A Lei Anticorrupção brasileira (Lei 12.846/2013) representou um divisor de águas ao estabelecer a responsabilidade objetiva da pessoa jurídica pelos atos de corrupção praticados contra a administração pública. Isso implica que a empresa pode ser punida administrativa e civilmente, independentemente da comprovação de culpa de seus administradores, baseando-se apenas na existência de um benefício ou vantagem obtida por meio de um ato ilícito. Para uma multinacional, o perigo reside não apenas em suas próprias ações, mas nas ações de seus representantes, funcionários, consultores e, crucialmente, de seus parceiros de negócios e fornecedores. Em um ambiente onde o uso de despachantes ou intermediários é comum para ‘agilizar’ processos burocráticos, a empresa estrangeira pode ser responsabilizada pelos pagamentos indevidos realizados por terceiros em seu nome, mesmo que não tenha tido conhecimento prévio.

cenário de risco é exacerbado pela fragmentação da burocracia brasileira. Um projeto de infraestrutura, por exemplo, pode envolver dezenas de licenças federais, estaduais e municipais, cada qual com seus próprios ritos e tempos. A pressão por prazos de entrega que não condizem com a morosidade do sistema público cria um caldo de cultura ideal para a tentativa de facilitação de pagamentos. É nesse hiato entre a necessidade de agilidade operacional e a ineficiência estatal que surge o risco de corrupção. Investidores globais precisam compreender que, no Direito brasileiro, a alegação de desconhecimento das práticas de seus subordinados não serve como defesa para eximir a responsabilidade da holding estrangeira.

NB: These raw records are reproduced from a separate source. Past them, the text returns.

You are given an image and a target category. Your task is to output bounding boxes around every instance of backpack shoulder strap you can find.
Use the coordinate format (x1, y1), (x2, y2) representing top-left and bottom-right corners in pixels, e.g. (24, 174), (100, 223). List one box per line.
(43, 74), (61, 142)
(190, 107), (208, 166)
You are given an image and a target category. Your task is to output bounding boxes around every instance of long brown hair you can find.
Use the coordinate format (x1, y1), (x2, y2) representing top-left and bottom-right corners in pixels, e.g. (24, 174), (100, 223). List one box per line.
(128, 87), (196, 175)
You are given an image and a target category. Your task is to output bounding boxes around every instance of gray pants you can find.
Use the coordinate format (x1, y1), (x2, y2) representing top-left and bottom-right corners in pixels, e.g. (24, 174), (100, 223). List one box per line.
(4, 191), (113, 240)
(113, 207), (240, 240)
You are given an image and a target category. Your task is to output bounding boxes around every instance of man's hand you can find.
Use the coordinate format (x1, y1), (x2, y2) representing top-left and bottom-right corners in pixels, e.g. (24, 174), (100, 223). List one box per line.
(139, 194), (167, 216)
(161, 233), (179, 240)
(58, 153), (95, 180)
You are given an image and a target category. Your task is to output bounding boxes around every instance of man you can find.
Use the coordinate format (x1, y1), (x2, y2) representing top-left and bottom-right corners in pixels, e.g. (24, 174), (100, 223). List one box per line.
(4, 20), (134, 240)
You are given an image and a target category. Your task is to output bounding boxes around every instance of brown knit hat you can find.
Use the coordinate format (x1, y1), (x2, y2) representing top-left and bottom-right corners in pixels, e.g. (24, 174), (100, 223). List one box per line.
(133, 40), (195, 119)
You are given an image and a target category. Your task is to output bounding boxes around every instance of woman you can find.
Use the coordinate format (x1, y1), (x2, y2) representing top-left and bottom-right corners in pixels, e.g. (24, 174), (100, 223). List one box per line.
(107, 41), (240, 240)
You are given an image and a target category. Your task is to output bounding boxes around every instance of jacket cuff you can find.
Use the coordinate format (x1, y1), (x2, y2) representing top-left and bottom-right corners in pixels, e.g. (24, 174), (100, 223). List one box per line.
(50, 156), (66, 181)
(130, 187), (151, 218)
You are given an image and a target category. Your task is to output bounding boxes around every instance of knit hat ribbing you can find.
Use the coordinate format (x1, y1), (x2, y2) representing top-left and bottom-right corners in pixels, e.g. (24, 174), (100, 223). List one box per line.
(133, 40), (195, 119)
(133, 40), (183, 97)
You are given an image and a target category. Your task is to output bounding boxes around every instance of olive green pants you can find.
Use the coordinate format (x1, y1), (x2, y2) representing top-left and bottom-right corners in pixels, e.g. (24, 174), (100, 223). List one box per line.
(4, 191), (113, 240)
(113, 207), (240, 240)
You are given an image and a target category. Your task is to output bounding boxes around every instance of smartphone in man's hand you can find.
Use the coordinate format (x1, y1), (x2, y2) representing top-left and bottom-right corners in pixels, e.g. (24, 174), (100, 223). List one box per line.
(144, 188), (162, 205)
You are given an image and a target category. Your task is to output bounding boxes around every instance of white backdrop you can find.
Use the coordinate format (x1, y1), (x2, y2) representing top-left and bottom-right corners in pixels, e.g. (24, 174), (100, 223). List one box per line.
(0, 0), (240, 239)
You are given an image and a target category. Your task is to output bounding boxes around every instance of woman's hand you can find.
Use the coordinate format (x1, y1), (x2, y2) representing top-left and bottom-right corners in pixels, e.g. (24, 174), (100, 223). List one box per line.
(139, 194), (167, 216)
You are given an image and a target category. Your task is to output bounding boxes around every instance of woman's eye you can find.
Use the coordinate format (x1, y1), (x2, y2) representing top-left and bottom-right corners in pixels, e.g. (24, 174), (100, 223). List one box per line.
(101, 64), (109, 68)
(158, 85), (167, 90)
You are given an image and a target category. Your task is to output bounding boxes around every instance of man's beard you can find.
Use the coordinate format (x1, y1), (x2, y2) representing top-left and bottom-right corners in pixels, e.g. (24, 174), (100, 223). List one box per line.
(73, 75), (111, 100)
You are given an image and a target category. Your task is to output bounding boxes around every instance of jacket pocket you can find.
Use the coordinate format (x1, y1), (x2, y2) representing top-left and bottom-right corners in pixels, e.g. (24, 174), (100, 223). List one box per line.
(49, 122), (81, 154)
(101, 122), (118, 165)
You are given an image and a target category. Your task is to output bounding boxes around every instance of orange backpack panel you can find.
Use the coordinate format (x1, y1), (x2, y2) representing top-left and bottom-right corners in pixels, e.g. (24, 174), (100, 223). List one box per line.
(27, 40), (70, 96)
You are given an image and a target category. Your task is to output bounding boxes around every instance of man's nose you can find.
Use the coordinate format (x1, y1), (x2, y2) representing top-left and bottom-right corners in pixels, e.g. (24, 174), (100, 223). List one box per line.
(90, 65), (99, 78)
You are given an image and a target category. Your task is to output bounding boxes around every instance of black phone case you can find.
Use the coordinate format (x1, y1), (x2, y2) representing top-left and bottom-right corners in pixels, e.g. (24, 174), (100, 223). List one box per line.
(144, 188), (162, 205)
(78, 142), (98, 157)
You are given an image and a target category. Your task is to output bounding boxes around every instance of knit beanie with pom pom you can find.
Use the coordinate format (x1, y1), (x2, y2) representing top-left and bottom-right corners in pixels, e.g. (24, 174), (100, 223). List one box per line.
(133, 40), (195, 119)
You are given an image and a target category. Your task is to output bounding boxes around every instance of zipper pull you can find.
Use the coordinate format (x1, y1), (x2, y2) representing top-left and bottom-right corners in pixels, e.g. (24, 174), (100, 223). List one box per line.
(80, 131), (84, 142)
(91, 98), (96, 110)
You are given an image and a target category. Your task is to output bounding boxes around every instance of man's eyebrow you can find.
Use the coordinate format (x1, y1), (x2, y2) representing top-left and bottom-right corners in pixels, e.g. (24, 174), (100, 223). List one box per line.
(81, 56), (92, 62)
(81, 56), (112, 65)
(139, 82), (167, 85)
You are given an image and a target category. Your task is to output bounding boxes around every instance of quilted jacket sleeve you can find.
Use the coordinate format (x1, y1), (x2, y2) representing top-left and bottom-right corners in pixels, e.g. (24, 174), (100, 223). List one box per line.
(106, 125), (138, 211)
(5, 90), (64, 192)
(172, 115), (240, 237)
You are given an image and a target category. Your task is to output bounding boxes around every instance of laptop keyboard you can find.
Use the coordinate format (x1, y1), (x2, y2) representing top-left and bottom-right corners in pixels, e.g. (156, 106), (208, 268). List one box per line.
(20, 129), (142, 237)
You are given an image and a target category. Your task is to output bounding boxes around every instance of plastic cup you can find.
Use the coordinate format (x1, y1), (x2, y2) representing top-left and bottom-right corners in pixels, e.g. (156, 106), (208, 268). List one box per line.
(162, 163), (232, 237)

Para mitigar esses riscos de forma efetiva, a implementação de um programa de compliance não pode ser um exercício meramente cosmético ou baseado em manuais traduzidos do inglês sem adaptação à realidade local. É fundamental que as políticas de ‘Conheça seu Parceiro’ (KYP) sejam rigorosas e baseadas em investigações reais, e não apenas em autorrelatos dos fornecedores. A contratação de terceiros deve ser precedida por uma verificação profunda de histórico. Muitas vezes, empresas que se apresentam como especialistas em desembaraço aduaneiro ou licenciamento ambiental possuem um histórico de atuação questionável ou conexões societárias que indicam um alto risco de envolvimento em práticas contrárias à Lei Anticorrupção.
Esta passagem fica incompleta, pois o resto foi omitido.